Once the films are wet, they won't stick together. However, they are very suceptable to scratching, so be careful.

Nathan Potter
21-May-2009, 14:20
I don't think it's ever been mentioned here, so I will. If I have say four or less sheets to develop and use a tray I put them in the standard stainless steel (SS) film holders. But I use holders that have the upper hanger part bent upwards at about 45 degrees. This way I can tray develop with the film in the hanger lying flat and hold onto the bent up part which is out of the solution while doing gentle agitation. I can stack up to 4 of these in a sufficiently deep tray. They are very easy to transfer from one bath to another and the films never contact one another. Haven't had an uneven development incident yet.

Nate Potter, Austin TX.

sun of sand
21-May-2009, 15:44
I thought about doing that for stand development so that the neg is up off the tray bottom but figured the weight of solution would buckle the film pulling it out of the holder

I'll have to try it out as soon as can get some hangers

Derek Kennedy
21-May-2009, 15:54
I have yet to try stand development in a tray for sheet film. I would have thought that if the sheet is basically sitting on the bottom of the tray - emulsion up - wouldnt this set up be good as far as stand development is concerned?

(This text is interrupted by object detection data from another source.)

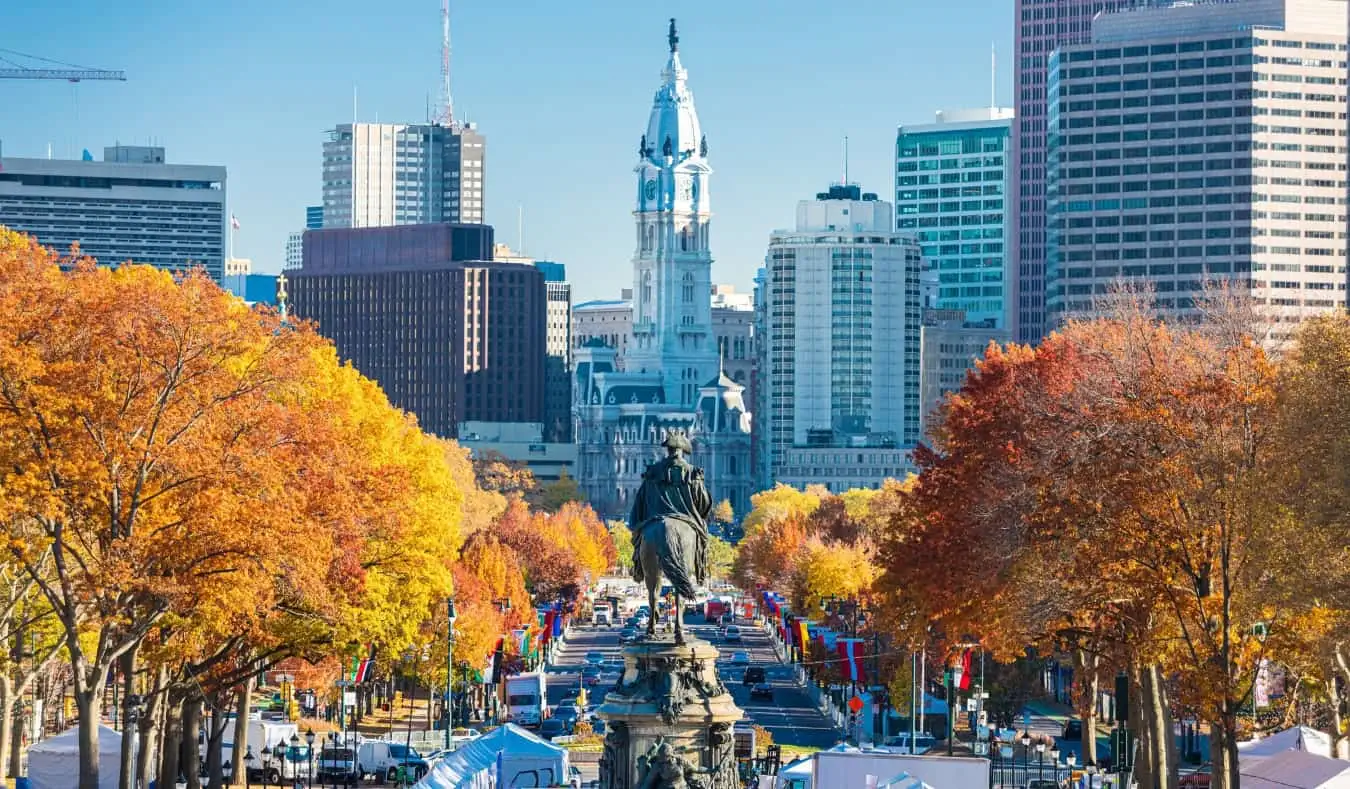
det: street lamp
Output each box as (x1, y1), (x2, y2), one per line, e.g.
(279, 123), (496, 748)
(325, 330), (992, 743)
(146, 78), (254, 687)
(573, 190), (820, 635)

I understand that there can be issues when stand developing 35/120mm film (is: the developer settling(?) on the bottom of the tank) - so: wouldnt stand developing in a tank with sheet film be better?

Excuse my ignorance on this issue (since I have never tried it). To me, it would just make sense that it would be better stand developing sheet film vs roll film.

Nathan Potter
21-May-2009, 18:24
I thought about doing that for stand development so that the neg is up off the tray bottom but figured the weight of solution would buckle the film pulling it out of the holder

I'll have to try it out as soon as can get some hangers

I started using the bent holders when I was doing lith film and masking for Ifochrome prints. I use it now for small quantity Tmax and Acros film development. Never had film fall out of the holder but I do only gentle agitation sequences. I carry the films thru all the process steps except final photoflo where they are transferred to drying clips before immersion. Pretty simple and easy to load but ya gotta work in the dark. :)

Nate Potter, Austin TX.

Merg Ross
21-May-2009, 20:43
No problem, Michael.

I have read a few instructions for tray processing that mention picking up the entire stack of film, like a deck of cards, and transferring them to the next tray. Then, continue shuffling through the stack.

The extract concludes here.